This study aimed to compare the effects of Linagliptin and Empagliflozin on renal function and glycaemic control in patients with type 2 diabetes mellitus (DM).

Method

We conducted a randomized, double-blind, parallel trial on patients aged 30 to 80 years with type 2 DM and HbA1c ≤ 9%, regardless of background medical therapy, to compare the effects of Empagliflozin and Linagliptin on albuminuria, FBS, HbA1c, and eGFR. Participants were given the mentioned drugs for 12 weeks. Statistical analysis was performed using appropriate tests in IBM™SPSS® statistics software for windows version 24.

Results

In total, 60 patients participated in the study, thirty patients in each group. The mean age of participants was 56.8 (SD = 8.15) in the Empagliflozin group and 60.9 (SD = 7.22) in the Linagliptin group. Before the intervention, FBS, HbA1C, and albuminuria values were significantly higher in the Empagliflozin group than those in the Linagliptin group (P < 0.05), but there was no significant difference between groups regarding eGFR (P = 0.271). Changes in the FBS, HbA1C, and eGFR were not significantly different between groups (P > 0.05), but there was more decrease in albuminuria in the Empagliflozin group compared to the Linagliptin group (P = 0.001, Cohen’s d = 0.98).

Conclusions

Regardless of baseline albuminuria, eGFR, or HbA1c, Empagliflozin 10 mg daily significantly reduced albuminuria at 12 weeks compared to Linagliptin 5 mg daily in patients with type 2 diabetes.

Trial registration

Iranian Registry of Clinical Trials, IRCT20200722048176N1. Registered 3 August 2020.

Background

Diabetes Mellitus (DM) is a debilitating metabolic disorder characterized by impaired insulin function, leading to chronic hyperglycemia [1]. Two main types of DM are type 1, insulin-dependent, and type 2, insulin-independent, and insulin resistance plays a crucial role in type 2 DM [2]. In 2017, it was estimated that the global prevalence of type 2 DM is about 6.28%, with about 462 million people being affected [3]. Additionally, approximately 193 million diabetic patients worldwide remain undiagnosed, putting them at risk of untreated chronic hyperglycemia complications [4]. Chronic hyperglycemia can cause microvascular and macrovascular complications. Several metabolic and structural alterations contribute to these vascular complications, such as the accumulation of glycation end products, improper stimulation of signal pathways like protein kinase C and hemodynamic regulatory mechanism of the renin–angiotensin–aldosterone system (RAAS), and excessive production of reactive oxygen species (ROS) [5].
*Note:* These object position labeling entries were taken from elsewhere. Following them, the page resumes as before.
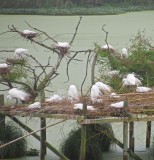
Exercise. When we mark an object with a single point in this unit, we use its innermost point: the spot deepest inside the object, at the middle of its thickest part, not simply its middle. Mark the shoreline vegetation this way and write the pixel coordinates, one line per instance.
(77, 10)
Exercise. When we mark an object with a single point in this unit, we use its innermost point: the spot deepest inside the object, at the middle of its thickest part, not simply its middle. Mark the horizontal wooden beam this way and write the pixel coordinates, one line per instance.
(42, 115)
(118, 119)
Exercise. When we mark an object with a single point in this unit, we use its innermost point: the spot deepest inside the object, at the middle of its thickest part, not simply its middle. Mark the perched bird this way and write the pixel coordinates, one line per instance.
(107, 47)
(113, 73)
(143, 89)
(35, 105)
(54, 98)
(95, 94)
(4, 65)
(63, 47)
(117, 105)
(124, 53)
(114, 95)
(73, 95)
(131, 80)
(17, 94)
(104, 88)
(20, 53)
(80, 106)
(28, 34)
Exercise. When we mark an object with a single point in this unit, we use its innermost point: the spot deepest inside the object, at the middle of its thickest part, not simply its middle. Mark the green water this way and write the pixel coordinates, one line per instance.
(120, 28)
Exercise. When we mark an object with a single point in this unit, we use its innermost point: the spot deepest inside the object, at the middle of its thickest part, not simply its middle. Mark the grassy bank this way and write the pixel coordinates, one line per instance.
(101, 10)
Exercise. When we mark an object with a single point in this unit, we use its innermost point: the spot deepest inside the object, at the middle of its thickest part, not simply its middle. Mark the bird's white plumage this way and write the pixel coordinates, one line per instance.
(103, 87)
(106, 47)
(124, 53)
(63, 45)
(113, 73)
(73, 95)
(114, 95)
(3, 65)
(35, 105)
(26, 31)
(117, 105)
(20, 53)
(54, 98)
(80, 106)
(15, 93)
(131, 80)
(95, 94)
(143, 89)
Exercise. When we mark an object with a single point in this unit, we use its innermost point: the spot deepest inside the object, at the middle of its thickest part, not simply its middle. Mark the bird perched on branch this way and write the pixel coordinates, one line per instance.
(104, 88)
(117, 104)
(20, 53)
(80, 106)
(124, 53)
(63, 47)
(35, 105)
(143, 89)
(17, 94)
(131, 80)
(95, 94)
(73, 95)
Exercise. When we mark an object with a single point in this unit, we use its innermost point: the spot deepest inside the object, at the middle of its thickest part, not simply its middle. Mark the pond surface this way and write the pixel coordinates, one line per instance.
(120, 27)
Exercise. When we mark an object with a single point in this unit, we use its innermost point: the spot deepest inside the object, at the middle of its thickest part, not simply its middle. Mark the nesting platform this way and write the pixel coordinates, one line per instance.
(138, 104)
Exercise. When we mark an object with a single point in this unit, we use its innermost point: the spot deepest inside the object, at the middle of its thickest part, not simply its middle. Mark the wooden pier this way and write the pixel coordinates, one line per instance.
(138, 107)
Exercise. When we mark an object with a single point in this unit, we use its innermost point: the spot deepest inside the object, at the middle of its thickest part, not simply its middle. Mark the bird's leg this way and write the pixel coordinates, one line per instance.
(16, 102)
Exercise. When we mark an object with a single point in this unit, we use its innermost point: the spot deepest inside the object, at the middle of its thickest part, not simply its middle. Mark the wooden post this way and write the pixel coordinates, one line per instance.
(83, 135)
(43, 139)
(43, 132)
(131, 136)
(148, 134)
(125, 134)
(50, 147)
(2, 120)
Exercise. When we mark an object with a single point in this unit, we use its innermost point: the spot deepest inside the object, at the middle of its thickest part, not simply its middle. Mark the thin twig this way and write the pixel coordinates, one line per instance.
(76, 30)
(85, 74)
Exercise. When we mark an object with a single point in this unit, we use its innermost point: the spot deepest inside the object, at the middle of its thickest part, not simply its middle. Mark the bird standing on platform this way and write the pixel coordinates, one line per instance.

Diabetic nephropathy (DN) is one of the most common and severe microvascular complications of DM, occurring in about 20–30% of diabetic patients [6, 7], which is typically defined as increased excretion of protein in the urine [8]. However, in some countries, as high as 45% of patients with type 2 DM are reported to have DN [9]. One of the major consequences of DN is kidney failure, leading to end-stage renal disease (ESRD), advanced cardiovascular disease, and death [10]. Even with extensive lifestyle and drug interventions [11], DN still accounts for the majority of cases of ESRD and triple the risk of dying from it [12].
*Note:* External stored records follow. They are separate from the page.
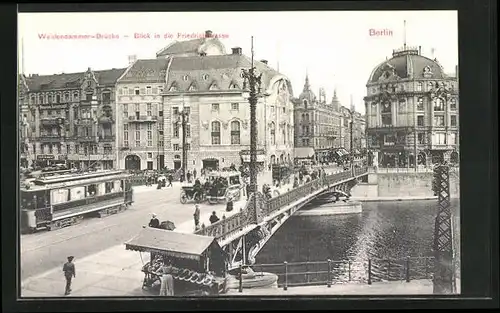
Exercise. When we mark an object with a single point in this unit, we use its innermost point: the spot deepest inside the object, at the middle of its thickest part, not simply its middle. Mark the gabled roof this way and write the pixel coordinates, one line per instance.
(223, 70)
(146, 71)
(70, 80)
(177, 244)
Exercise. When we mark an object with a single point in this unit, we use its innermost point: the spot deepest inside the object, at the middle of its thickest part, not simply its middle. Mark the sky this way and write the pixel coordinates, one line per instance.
(337, 49)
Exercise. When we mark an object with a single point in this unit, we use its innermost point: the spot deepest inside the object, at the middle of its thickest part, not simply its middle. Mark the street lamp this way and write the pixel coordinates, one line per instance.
(254, 81)
(182, 118)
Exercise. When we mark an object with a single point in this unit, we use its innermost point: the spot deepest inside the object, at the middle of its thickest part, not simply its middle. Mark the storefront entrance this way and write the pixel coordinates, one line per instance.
(132, 162)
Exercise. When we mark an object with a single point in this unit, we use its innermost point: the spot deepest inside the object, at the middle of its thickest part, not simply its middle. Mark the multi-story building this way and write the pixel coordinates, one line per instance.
(207, 84)
(139, 107)
(316, 123)
(412, 110)
(68, 118)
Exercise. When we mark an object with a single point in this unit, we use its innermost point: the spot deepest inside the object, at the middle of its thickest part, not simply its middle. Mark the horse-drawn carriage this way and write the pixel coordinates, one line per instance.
(224, 185)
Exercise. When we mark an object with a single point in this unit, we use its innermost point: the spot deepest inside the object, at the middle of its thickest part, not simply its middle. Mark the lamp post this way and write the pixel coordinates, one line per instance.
(254, 82)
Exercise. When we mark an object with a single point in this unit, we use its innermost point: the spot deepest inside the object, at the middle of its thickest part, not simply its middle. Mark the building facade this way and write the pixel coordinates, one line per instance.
(198, 78)
(412, 110)
(321, 126)
(68, 118)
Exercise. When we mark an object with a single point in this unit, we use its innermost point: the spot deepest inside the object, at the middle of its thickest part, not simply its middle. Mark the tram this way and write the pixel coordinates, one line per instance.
(56, 201)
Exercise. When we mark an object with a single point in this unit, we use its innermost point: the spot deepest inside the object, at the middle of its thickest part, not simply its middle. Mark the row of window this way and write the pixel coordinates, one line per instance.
(148, 90)
(66, 97)
(86, 149)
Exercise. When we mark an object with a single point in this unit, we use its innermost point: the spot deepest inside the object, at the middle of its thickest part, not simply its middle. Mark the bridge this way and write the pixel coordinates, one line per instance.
(243, 234)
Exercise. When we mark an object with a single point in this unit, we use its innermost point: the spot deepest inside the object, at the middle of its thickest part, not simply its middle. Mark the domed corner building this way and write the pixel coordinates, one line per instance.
(412, 110)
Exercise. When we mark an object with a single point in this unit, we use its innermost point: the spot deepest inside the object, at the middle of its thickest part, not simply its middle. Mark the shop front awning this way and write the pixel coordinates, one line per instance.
(304, 153)
(170, 243)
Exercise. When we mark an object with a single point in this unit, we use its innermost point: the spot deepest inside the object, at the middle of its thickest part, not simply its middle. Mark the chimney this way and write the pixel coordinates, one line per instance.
(132, 59)
(237, 50)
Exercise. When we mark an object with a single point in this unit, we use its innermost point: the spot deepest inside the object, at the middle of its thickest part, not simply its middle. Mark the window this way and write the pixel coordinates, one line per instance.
(420, 120)
(216, 132)
(421, 138)
(420, 104)
(108, 149)
(438, 120)
(438, 104)
(453, 120)
(235, 133)
(453, 104)
(439, 139)
(273, 133)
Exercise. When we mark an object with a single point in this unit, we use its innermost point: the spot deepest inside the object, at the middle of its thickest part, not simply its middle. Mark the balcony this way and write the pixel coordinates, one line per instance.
(142, 118)
(51, 138)
(87, 138)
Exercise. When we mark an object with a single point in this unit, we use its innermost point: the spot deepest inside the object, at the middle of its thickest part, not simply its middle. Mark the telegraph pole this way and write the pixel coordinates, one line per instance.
(444, 270)
(254, 82)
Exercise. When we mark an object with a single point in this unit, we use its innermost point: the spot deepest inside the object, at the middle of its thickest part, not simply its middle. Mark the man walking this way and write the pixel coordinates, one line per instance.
(69, 273)
(196, 216)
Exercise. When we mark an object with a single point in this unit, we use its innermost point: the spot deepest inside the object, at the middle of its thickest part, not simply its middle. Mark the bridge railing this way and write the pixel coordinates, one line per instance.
(344, 271)
(226, 226)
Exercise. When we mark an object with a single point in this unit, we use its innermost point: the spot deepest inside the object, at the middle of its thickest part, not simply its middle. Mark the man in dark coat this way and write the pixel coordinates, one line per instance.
(69, 273)
(154, 222)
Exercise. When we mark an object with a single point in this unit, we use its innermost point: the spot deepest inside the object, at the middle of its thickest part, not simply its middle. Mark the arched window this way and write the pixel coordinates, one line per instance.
(273, 133)
(216, 133)
(235, 133)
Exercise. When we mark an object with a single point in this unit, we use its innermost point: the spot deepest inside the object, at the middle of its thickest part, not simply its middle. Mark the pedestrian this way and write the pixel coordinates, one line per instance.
(214, 218)
(154, 222)
(69, 273)
(167, 280)
(196, 216)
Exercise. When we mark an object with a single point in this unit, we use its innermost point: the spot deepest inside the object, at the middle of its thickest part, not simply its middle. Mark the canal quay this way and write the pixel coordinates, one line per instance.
(385, 239)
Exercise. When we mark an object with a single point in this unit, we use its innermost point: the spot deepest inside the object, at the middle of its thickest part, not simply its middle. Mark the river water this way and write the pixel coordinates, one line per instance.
(383, 230)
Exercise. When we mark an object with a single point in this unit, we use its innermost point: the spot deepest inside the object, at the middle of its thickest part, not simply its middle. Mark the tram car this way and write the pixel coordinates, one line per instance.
(57, 201)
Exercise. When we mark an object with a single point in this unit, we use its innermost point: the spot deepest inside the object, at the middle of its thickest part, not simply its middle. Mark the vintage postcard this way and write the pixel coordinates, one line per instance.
(204, 154)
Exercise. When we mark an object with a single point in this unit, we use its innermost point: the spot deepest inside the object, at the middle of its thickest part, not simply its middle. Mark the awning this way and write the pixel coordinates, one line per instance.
(304, 152)
(180, 245)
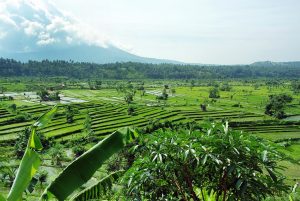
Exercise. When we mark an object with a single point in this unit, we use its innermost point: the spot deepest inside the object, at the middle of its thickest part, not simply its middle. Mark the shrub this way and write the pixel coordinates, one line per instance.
(171, 165)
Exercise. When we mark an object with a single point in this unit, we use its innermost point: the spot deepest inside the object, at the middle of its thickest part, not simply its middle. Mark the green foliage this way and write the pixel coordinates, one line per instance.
(46, 96)
(296, 87)
(128, 97)
(7, 172)
(131, 70)
(83, 168)
(30, 161)
(214, 93)
(69, 114)
(171, 165)
(98, 190)
(57, 154)
(225, 87)
(130, 110)
(13, 107)
(276, 105)
(78, 150)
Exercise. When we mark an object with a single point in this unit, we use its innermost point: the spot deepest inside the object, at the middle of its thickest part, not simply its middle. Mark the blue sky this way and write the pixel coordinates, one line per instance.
(196, 31)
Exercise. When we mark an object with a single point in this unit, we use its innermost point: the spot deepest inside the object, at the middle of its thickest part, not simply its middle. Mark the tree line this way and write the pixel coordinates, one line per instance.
(132, 70)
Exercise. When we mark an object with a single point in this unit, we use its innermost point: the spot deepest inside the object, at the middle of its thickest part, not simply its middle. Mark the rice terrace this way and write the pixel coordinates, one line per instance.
(84, 118)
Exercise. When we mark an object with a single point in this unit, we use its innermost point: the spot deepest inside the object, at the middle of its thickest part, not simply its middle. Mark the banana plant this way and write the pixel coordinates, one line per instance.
(31, 160)
(76, 173)
(84, 167)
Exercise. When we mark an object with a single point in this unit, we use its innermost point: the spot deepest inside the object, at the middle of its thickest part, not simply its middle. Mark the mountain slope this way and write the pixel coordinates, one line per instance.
(38, 30)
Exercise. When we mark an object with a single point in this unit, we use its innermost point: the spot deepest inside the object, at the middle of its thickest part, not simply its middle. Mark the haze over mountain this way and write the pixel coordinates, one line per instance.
(37, 30)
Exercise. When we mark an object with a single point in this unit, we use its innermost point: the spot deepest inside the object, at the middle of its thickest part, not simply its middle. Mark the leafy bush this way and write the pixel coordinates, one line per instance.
(172, 165)
(214, 93)
(276, 105)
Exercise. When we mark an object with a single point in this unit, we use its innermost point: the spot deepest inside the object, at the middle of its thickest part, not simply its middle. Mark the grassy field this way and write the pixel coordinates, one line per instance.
(243, 106)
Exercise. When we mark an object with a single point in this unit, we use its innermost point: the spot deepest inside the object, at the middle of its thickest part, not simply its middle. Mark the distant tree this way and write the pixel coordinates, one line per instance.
(173, 91)
(295, 87)
(78, 150)
(13, 107)
(192, 84)
(276, 105)
(2, 89)
(256, 86)
(128, 98)
(214, 93)
(98, 84)
(21, 142)
(225, 87)
(69, 114)
(46, 96)
(130, 110)
(203, 107)
(56, 153)
(175, 164)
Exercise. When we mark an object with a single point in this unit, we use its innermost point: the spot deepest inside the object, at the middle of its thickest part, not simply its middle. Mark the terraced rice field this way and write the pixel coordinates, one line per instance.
(107, 117)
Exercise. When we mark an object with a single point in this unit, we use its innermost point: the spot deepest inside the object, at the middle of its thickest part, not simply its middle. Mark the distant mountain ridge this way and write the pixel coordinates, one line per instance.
(271, 63)
(84, 53)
A growing concern during the course of type 2 DM is the prevention or delay of the progression of DN, especially with its increasing incidence each year. Early-stage DN causes glomerulosclerosis, compensatory hypertrophy, and late-stage DN leads to gradual atrophy [13]. Treatment of DN consists of different interventions, including changes in lifestyle, glycaemic control, and pharmaceutical treatments [14]. Poor glycaemic control is associated with more severe DN [15], with glycaemic control can prevent the incidence of DN and slow its progression [16]. Glycemic control can also, in the long term, reverse some kidney histological changes in patients with type 2 DM [17]. Therefore, glycaemic control is one of the cornerstones of type 2 DM treatment [14]. Sodium-glucose cotransporter-2 inhibitors (SGLT2i) are one of the suggested pharmaceutical agents for glycaemic control in patients with diabetes, and concurrent DN, especially those with an estimated glomerular filtration rate (eGFR) of higher than 30 ml/min, high risk of hospitalization due to heart failure or atherosclerotic cardiovascular diseases [18]. In addition to glycaemic control, SGLT2 inhibitors can prevent glomerular injury. There are some hypotheses regarding the mechanisms of these beneficial effects of SGLT2 inhibitors on renal function, including their positive effects on risk factors of DN, reducing glomerular capillary pressure, decreasing inflammation, activating renin-angiotensin system (RAS), and decreasing podocyte damage; however, the exact mechanism is unknown [19]. Empagliflozin is an SGLT2i that has anti-fibrotic and anti-inflammatory effects and can slow the progression of DN [20,21,22].

Dipeptidyl peptidase-4 (DPP-4) inhibitors are another group of medications used for glycaemic control and treatment of DN in patients with type 2 DM [23, 24]. DDP-4 enzymes are suggested to have roles in the progression of kidney injury in patients with DN considering their inflammatory functions [25]. Therefore, inhibiting DDP-4 function is one of the therapeutic targets in patients with DN; however, there are controversies regarding the effects of DDP-4 inhibitors on kidney injury in these patients [25]. Linagliptin is one of the DDP-4 inhibitors which has been utilized for the treatment of DN. In a study by Groop et al., 5 mg of Linagliptin per day in combination with a renin–angiotensin–aldosterone system (RAAS) inhibitor had positive impacts on albuminuria and Hemoglobin A1C (HbA1C) levels in patients with type 2 DM compared to RAAS inhibitor alone [26]. However, Linagliptin did not have similar efficacy on the renal function when used alone [27].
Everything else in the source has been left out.